| nearPD {Matrix} | R Documentation |
Computes the nearest positive definite matrix to an approximate one, typically a correlation or variance-covariance matrix.
nearPD(x, corr = FALSE,
eig.tol = 1e-06, conv.tol = 1e-07, posd.tol = 1e-08,
do2eigen = TRUE, maxit = 100, verbose = FALSE)
x |
numeric n * n approximately positive definite matrix, typically an approximation to a correlation or covariance matrix. |
corr |
logical indicating if the matrix should be a correlation matrix. |
eig.tol |
defines relative positiveness of eigenvalues compared to largest one. |
conv.tol |
convergence tolerance for algorithm. |
posd.tol |
tolerance for enforcing positive definiteness. |
do2eigen |
logical indicating if a
posdefify() eigen step should be applied to
the result of the Hingham algorithm. |
maxit |
maximum number of iterations allowed. |
verbose |
logical; if TRUE the iterations are monitored by
print out. |
Note that setting corr = TRUE just sets diag(.) <- 1
within the algorithm.
an S3 object of class "nearPD", basically a list
with components
mat |
a matrix of class dpoMatrix, the
computed positive-definite matrix. |
corr |
logical, just the argument corr. |
normF |
the Frobenius norm (norm(x-X, "F")) of the
difference between the original and the resulting matrix. |
iterations |
number of iterations needed. |
converged |
logical indicating if iterations converged. |
Jens Oehlschlaegel donated a first version. Subsequent changes by the Matrix package authors.

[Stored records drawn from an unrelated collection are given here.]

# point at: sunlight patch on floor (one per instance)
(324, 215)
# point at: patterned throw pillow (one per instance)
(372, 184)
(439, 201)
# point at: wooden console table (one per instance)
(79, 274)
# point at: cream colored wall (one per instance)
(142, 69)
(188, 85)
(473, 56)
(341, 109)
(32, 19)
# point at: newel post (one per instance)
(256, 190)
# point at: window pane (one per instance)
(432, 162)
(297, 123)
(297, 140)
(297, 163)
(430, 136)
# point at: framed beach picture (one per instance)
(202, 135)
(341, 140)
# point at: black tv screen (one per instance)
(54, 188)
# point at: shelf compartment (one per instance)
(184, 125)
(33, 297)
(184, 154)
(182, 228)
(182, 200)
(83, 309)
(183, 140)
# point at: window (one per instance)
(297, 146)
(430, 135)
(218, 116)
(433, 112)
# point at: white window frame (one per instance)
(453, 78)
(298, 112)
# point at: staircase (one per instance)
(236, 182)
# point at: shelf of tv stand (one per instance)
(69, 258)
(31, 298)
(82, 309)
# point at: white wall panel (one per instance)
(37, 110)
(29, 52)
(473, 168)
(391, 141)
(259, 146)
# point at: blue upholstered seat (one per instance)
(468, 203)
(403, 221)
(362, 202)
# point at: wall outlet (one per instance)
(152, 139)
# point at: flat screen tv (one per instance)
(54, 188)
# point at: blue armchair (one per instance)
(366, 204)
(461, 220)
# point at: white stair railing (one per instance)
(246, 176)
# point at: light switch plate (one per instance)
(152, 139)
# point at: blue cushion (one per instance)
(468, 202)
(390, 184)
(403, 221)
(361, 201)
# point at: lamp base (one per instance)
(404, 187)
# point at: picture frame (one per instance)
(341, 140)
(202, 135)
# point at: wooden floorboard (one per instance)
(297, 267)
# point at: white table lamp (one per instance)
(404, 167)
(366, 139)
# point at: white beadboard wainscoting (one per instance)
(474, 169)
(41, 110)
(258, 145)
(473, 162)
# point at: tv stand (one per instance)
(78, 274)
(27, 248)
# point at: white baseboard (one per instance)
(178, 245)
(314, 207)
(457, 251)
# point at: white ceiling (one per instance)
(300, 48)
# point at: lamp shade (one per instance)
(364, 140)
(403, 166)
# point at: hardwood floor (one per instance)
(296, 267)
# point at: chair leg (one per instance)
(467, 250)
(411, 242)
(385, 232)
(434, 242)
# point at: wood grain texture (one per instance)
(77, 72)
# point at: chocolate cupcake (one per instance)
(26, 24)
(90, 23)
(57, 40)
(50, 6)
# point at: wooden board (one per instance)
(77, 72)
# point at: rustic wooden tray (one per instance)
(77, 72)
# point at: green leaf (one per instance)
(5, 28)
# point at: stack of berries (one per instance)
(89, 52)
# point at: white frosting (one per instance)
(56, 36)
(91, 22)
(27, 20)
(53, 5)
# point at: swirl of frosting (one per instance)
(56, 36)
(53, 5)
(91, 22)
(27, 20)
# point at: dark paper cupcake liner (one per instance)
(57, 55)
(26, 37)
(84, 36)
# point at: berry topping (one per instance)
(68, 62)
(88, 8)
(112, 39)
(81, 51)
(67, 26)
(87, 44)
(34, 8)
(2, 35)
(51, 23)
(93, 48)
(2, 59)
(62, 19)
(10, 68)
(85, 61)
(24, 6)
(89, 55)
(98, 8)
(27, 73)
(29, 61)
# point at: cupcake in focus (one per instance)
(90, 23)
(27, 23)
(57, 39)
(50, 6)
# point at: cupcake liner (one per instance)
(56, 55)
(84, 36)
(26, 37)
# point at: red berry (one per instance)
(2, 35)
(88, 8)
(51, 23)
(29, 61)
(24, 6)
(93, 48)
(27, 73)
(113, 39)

Cheng, Sheung Hun and Higham, Nick (1998) A Modified Cholesky Algorithm Based on a Symmetric Indefinite Factorization; SIAM J. Matrix Anal. Appl., 19, 1097–1110.
Highham (2002) Computing the nearest correlation matrix - a problem from finance; IMA Journal of Numerical Analysis 22, 329–343.
More simple versions with a similar purpose by
posdefify().
set.seed(27)
m <- matrix(round(rnorm(25),2), 5, 5)
m <- m + t(m)
diag(m) <- pmax(0, diag(m)) + 1
(m <- round(cov2cor(m), 2))
str(near.m <- nearPD(m))
round(near.m$mat, 2)
norm(m - near.m$mat) # 1.102
if(require("sfsmisc")) {
m2 <- posdefify(m) # a simpler approach
norm(m - m2) # 1.185, i.e., slightly "less near"
}